Bizler çocuklarımızı terbiye ederken önce kendimize baksak ve ahlâkî düsturların, prensiplerin varlığından haberdar olsak acaba ne kazanırız ne kaybederiz? Öncelikle boş ve dayanıksız bilgilerle nefesimizi tüketmesek. Dolu dolu bilerek muhatap olsak. Her şeye ve de olur olmazlara ısrar etmesek. Seçici olsak. Nokta atışı yapsak. Çocukların ve gençlerin hallerine çok karışmasak ve kendilerinin dönüşlerini beklesek…
Hani büyüklere saygı, küçüklere sevgi ezberi içerisinde; çok hem de çok çok emredici ve tahkimvarî alışkanlıklarımızı onların isteğine bağlı olarak değiştirmeye çalışsak.
Zor ve kabul edilemeyecek düşüncelerin çocukların yapması gibi bir beklentide olmasak.

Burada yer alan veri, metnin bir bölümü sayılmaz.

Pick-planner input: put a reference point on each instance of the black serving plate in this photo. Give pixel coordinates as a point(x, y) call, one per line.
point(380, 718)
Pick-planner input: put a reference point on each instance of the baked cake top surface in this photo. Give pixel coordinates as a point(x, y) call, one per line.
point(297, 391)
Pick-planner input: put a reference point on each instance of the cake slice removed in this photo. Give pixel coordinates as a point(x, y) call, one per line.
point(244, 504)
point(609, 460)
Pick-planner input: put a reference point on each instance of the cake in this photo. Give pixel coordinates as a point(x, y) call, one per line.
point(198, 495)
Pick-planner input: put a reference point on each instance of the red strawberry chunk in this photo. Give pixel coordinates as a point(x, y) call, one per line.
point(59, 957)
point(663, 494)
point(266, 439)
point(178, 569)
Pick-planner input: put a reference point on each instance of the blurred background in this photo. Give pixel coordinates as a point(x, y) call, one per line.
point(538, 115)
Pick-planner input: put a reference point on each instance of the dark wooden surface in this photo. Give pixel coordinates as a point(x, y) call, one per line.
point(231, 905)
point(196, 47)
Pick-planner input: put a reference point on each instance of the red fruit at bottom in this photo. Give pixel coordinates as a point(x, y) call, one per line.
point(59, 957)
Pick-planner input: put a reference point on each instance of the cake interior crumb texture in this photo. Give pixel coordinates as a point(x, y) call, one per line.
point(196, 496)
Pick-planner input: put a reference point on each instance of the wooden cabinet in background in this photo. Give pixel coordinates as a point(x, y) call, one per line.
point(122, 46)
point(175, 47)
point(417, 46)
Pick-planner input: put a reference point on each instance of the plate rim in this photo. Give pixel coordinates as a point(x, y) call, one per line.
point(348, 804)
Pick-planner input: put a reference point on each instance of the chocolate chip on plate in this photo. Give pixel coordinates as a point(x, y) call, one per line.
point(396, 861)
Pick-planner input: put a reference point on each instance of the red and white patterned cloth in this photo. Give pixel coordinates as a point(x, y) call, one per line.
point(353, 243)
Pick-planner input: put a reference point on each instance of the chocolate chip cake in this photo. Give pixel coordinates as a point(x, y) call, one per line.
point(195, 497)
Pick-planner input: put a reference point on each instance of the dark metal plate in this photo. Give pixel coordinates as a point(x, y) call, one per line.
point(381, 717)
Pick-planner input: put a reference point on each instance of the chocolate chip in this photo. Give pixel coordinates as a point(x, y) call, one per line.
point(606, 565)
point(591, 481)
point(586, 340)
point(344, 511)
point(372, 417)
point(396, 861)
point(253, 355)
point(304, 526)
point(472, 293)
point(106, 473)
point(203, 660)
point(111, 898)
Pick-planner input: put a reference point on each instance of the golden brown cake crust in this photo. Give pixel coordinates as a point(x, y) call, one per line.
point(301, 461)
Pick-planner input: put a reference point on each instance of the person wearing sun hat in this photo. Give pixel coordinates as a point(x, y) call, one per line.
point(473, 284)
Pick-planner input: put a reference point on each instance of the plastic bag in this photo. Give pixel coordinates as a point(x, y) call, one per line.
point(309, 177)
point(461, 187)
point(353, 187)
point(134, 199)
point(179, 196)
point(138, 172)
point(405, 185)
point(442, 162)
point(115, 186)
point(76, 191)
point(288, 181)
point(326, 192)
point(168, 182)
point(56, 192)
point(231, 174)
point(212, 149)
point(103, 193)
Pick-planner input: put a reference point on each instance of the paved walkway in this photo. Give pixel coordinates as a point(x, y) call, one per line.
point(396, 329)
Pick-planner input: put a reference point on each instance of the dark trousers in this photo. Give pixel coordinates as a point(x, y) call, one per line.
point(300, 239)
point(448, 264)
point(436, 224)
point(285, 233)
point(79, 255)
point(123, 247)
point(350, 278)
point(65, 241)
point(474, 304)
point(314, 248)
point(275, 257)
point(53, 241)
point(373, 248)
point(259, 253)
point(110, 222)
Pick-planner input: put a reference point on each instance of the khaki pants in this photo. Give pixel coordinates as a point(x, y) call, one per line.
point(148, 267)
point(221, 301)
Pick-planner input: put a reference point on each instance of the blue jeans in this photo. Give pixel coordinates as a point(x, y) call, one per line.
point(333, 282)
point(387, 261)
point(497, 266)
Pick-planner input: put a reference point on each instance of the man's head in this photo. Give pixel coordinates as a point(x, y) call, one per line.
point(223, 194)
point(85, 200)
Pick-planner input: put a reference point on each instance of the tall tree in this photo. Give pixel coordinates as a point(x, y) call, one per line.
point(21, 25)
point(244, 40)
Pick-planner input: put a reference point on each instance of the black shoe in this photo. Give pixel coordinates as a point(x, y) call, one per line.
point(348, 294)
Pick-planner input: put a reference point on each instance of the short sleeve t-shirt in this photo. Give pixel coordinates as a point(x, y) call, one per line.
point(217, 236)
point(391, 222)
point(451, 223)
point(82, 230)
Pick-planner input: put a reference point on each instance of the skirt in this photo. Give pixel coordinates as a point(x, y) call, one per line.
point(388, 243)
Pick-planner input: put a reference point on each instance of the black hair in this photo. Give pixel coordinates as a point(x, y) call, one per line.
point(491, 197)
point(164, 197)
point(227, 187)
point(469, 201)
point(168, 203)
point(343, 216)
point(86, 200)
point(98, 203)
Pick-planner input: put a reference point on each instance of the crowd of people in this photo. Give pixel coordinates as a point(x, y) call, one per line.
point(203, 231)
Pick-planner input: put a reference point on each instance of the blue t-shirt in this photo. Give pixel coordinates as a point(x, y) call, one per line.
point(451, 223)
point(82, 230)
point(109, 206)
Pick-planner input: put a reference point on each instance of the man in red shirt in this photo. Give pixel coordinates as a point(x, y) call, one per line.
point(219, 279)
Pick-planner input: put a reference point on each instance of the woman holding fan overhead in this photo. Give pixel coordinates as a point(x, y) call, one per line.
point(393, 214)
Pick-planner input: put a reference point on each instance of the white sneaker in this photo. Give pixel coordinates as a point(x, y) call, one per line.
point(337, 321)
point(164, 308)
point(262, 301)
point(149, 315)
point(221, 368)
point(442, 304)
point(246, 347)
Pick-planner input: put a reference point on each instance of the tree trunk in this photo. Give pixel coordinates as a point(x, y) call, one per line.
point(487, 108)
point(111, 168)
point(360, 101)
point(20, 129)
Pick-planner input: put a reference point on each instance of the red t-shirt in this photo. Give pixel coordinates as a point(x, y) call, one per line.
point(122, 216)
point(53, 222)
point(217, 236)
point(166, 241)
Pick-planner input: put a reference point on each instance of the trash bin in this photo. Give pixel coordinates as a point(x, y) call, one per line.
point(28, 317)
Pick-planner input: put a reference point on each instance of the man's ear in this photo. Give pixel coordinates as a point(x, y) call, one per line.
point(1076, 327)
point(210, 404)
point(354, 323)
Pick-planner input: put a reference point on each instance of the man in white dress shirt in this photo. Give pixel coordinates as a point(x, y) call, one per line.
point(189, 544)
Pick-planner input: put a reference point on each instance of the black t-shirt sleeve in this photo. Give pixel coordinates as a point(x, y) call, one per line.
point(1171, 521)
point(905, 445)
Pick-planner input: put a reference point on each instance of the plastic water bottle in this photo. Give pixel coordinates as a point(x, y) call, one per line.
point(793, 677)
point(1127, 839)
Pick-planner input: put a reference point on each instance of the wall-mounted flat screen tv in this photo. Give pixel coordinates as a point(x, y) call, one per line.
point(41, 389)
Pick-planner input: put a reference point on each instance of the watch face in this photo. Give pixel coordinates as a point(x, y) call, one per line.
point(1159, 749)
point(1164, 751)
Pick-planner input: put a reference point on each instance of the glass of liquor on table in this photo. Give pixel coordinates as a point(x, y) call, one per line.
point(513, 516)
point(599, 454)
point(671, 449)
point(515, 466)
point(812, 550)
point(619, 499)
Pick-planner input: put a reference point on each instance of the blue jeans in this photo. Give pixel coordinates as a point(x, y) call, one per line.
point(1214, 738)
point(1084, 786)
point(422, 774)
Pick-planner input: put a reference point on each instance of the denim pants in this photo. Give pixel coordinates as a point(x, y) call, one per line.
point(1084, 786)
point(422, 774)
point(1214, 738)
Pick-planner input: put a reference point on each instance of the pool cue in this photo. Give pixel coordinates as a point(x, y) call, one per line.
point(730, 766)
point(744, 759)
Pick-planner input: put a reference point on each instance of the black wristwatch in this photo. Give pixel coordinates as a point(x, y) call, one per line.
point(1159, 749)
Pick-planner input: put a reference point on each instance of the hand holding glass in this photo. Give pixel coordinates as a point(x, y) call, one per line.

Çok beklemekten ve çok merak ettirmekten her zaman iyilik ve güzelliğin çıkmayacağını bilerek sabırları zorlamasak.
İyilikleri arzu edip isterken bunun yolunun kötülüklerin yolunu kesmekten geçtiğini bilsek.
Konuşmayı açık, istekleri net olarak belirlerken sır tutmanın ve gizliliğinde bir hakîkat olarak var olduğunu onlara öğretmeye çalışsak.
Methedilmeyi hak saysak, ama yüzlerinden çok gıyablarında onların olmadığı ortamlarda dillendirsek.
Verilen sözlerin ve vaadlerin bir gün yapılma ve tahakkuk zamanlarının geleceğini bilerek ölçüyü kaçırmasak ve daima orta yolda ve ayarda bunları yapabilsek.
Minnet etmeme ve el açmamanın birinci ilâcının başlangıçtan itibaren çalışmaktan ve helâl kazanmaktan geçtiğini, yaşanan tecrübelerle anlatsak.
Sözlerimizde sebat ederek, tavsiyelerimizi üstün tutarak, bildiklerimizle amel etsek ve bunun farkındalığını çocuklar üzerinde görmeye çalışsak.
Elbette ve elbette güzel olur, hak olur, hakîkat olur ve gerçek bir terbiyeye açılan pencereler olur inşallah.